Let us consider a matrix of dimension 3*3 denoted by A for multiplication by a scalar:

- Select the cell where you want to display the first element of the resultant matrix.
- Type
**=3*(B1: D3)**, where cells B1: D3 contain the elements of matrix A and 3 is a scalar. - Press the
**Enter**key if you have a current Microsoft 365 subscription else press**CTRL**+**SHIFT**+**ENTER**to display the resultant matrix.

### 4. Matrix multiplication

Matrix multiplication is a row-by-column multiplication which means the elements in the i^{th} row of matrix A are multiplied with the corresponding elements in the j^{th} column of matrix B and then added to obtain the elements of the product matrix. Two matrices can be multiplied if and only if the number of columns in the first matrix is the same as the number of rows in the second matrix. If A = [a_{ij}] is an m*n matrix and B = [b_{ij}] is an n*p matrix, the reultant matrix AB is an m*p matrix.

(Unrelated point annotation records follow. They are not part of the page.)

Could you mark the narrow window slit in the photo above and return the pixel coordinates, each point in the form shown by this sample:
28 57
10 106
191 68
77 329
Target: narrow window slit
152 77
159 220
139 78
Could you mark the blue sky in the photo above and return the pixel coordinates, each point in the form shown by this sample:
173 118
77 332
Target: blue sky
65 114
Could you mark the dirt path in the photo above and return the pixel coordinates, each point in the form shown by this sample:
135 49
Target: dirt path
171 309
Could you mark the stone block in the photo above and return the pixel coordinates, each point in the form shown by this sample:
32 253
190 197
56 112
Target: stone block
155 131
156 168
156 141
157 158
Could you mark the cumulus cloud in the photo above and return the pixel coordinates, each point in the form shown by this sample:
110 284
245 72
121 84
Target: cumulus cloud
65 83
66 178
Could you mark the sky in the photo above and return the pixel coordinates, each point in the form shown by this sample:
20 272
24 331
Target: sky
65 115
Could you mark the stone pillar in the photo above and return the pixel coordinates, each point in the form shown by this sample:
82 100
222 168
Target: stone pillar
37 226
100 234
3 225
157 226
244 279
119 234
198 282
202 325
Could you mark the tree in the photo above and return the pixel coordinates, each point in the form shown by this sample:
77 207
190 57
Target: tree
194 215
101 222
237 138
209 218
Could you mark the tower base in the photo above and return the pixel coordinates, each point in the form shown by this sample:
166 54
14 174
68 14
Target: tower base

Let us consider two matrices of dimension 3*3 denoted by A and B for matrix multiplication:

- Select the cell where you want to display the first element of the resultant matrix.
- Type
**=MMULT(B1: D3,B5: D7)**, where cells B1: D3 contain the elements of matrix A and B5: D7 contain the elements of matrix B. - Press the
**Enter**key if you have a current Microsoft 365 subscription else press**CTRL**+**SHIFT**+**ENTER**to display the resultant matrix.

Note: The **MMULT** function returns the **#VALUE!** error when the number of columns in the first matrix is not equal to the number of rows in the second matrix.

### 5. Transpose of a matrix

The transpose of a matrix is obtained by switching its rows with its columns. A^{T} is used to denote the transpose of matrix A. If A = [a_{ij}] is an m*n matrix then A^{T} = [a_{ji}] is an n*m matrix.

Let us consider a matrix of dimension 2*3 denoted by A for transposition:

- Select the cell where you want to display the first element of the resultant matrix.
- Type
**=TRANSPOSE(B1: D2)**, where cells B1: D2 contain the elements of matrix A. - Press the
**Enter**key if you have a current Microsoft 365 subscription else press**CTRL**+**SHIFT**+**ENTER**to display the transpose of matrix A.

## Conclusion

In this tutorial, we learned how to perform matrix operations such as addition, subtraction, multiplication by a scalar, multiplication of two matrices and to obtain transpose of a matrix.